Take trust decisions seriously, but recognize that nobody gets it right 100 percent of the time. The bad news is that these decisions will always be imperfect, because you are predicting the future, and as the US Securities and Exchange Commission warns us, “past performance does not guarantee future results.” The good news is that people are highly evolved to gauge trust—though it works best face to face, decidedly not via digital media—and in the vast majority of cases we do get trust decisions right, provided we have accurate information and act with intention.

Trust Is a Spectrum

Trust is always granted in degrees, and trust assessments always have some uncertainty. At the far end of the spectrum, such as when undergoing major surgery, we may literally entrust our lives to medical professionals, willingly ceding not just control over our bodies but our very consciousness and ability to monitor the operation. In the worst case, if they should fail us and we do not survive, we literally have no recourse whatsoever (legal rights of our estate aside). Everyday trust is much more limited: credit cards have limits to cap the bank’s potential loss on nonpayment; cars have valet keys so we can limit access to the trunk.

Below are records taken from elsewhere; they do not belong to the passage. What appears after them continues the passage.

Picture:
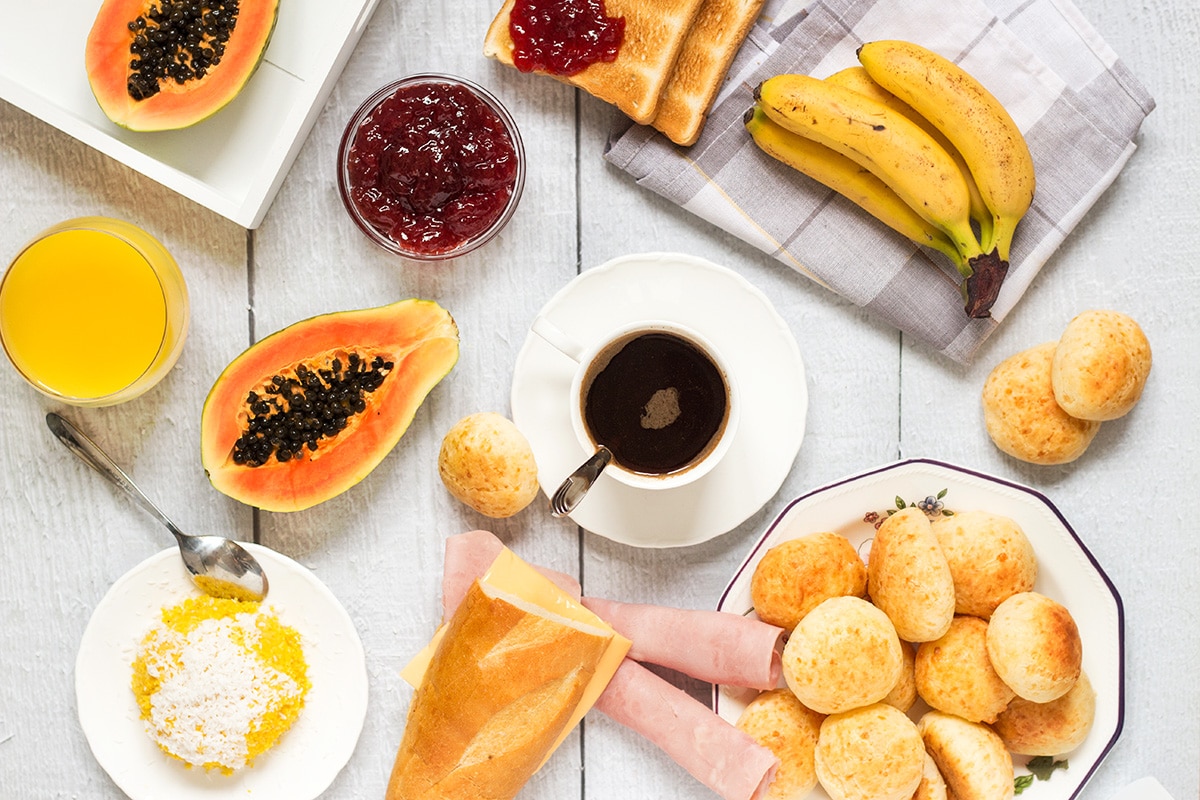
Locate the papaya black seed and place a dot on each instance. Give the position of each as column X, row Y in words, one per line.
column 310, row 404
column 177, row 41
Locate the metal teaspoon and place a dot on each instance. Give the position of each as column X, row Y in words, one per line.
column 571, row 491
column 220, row 566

Since trust is a spectrum, a “trust but verify” policy is a useful tool that bridges the gap between full trust and complete distrust. In software, you can achieve this through the combination of authorization and diligent auditing. Typically, this involves a combination of automated auditing (to accurately check a large volume of mostly repetitive activity logs) and manual auditing (spot checking, handling exceptional cases, and having a human in the loop to make final decisions). We’ll cover auditing in more detail later in this chapter.

Trust Decisions

In software, you have a binary choice: to trust, or not to trust? Some systems do enforce a variety of permissions on applications, yet still, you either allow or disallow each given permission. When in doubt, you can safely err on the side of distrusting, so long as at least one candidate solution reasonably gains your trust. If you are too demanding in your assessments, and no product can gain your trust, then you are stuck looking at building the component yourself.

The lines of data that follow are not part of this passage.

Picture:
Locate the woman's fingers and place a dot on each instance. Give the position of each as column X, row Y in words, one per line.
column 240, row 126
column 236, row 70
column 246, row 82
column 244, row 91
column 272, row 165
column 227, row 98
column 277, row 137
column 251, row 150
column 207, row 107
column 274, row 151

Think of making trust decisions as cutting branches off of a decision tree that otherwise would be effectively infinite. When you can trust a service or computer to be secure, that saves you the effort of doing deeper analysis. On the other hand, if you are reluctant to trust, then you need to build and secure more parts of the system, including all subcomponents. Figure 1-1 illustrates an example of making a trust decision. If there is no available cloud storage service you would fully trust to store your data, then one alternative would be to locally encrypt the data before storing it (so leaks by the vendor are harmless) and redundantly use two or more services independently (so the odds of all of them losing any data become minimal).

For explicitly distrusted inputs—which should include virtually all inputs, especially anything from the public internet or any client—treat that data with suspicion and the highest levels of care (for more on this, see “Reluctance to Trust” in Chapter 4). Even for trusted inputs, it can be risky to assume they are perfectly reliable. Consider opportunistically adding safety checks when it’s easy to do so, if only to reduce the fragility of the overall system and to prevent the propagation of errors in the event of an innocent bug.

Implicitly Trusted Components

Every software project relies on a phenomenal stack of technology that is implicitly trusted, including hardware, operating systems, development tools, libraries, and other dependencies that are impractical to vet, so we trust them based on the reputation of the vendor. Nonetheless, you should maintain some sense of what is implicitly trusted, and give these decisions due consideration, especially before greatly expanding the scope of implicit trust.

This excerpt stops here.